# Div Element auslesen



## TillHam (29. Mrz 2017)

Hallo 
 Ich versuche  eine Html Code auszulesen.
Habe aber eine Problem
Ich weiß nicht wie ich  die "81.300,00" auslesen kann.
<div text="81.300,00" class="numberScrumber" style="height:14px;">

Habe es mit dem Framework Jsoup probiert. Bekomme es aber leider nicht hin.

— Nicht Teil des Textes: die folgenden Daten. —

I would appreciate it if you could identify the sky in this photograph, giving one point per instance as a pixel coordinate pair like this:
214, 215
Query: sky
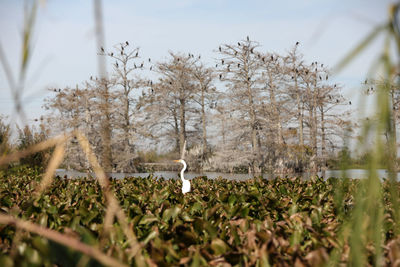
64, 45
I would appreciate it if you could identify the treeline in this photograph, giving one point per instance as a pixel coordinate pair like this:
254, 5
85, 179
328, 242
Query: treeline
250, 110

Wenn jemand weiß wie es geht bitte ich um Hilfe. 
Könnte auch eine anderes Framwork benutzen.


----------



## Flown (29. Mrz 2017)

Was hast du denn bisher probiert mit JSoup?


----------



## TillHam (30. Mrz 2017)

Habe es mit probiert.

Document doc = Jsoup.connect(...);

Elements elementsHtml = doc.select(div."numberScrumber");

for ( Element e :elementsHtml){
      System.out.println(e.text());
}

 So hatte ich Erfolg wenn ich eine überschrift haben wollte;


----------



## Flown (30. Mrz 2017)

Bekommst du das richtige Element heraus, das du suchst?


----------



## TillHam (30. Mrz 2017)

Ja damit hatte ich erfolg.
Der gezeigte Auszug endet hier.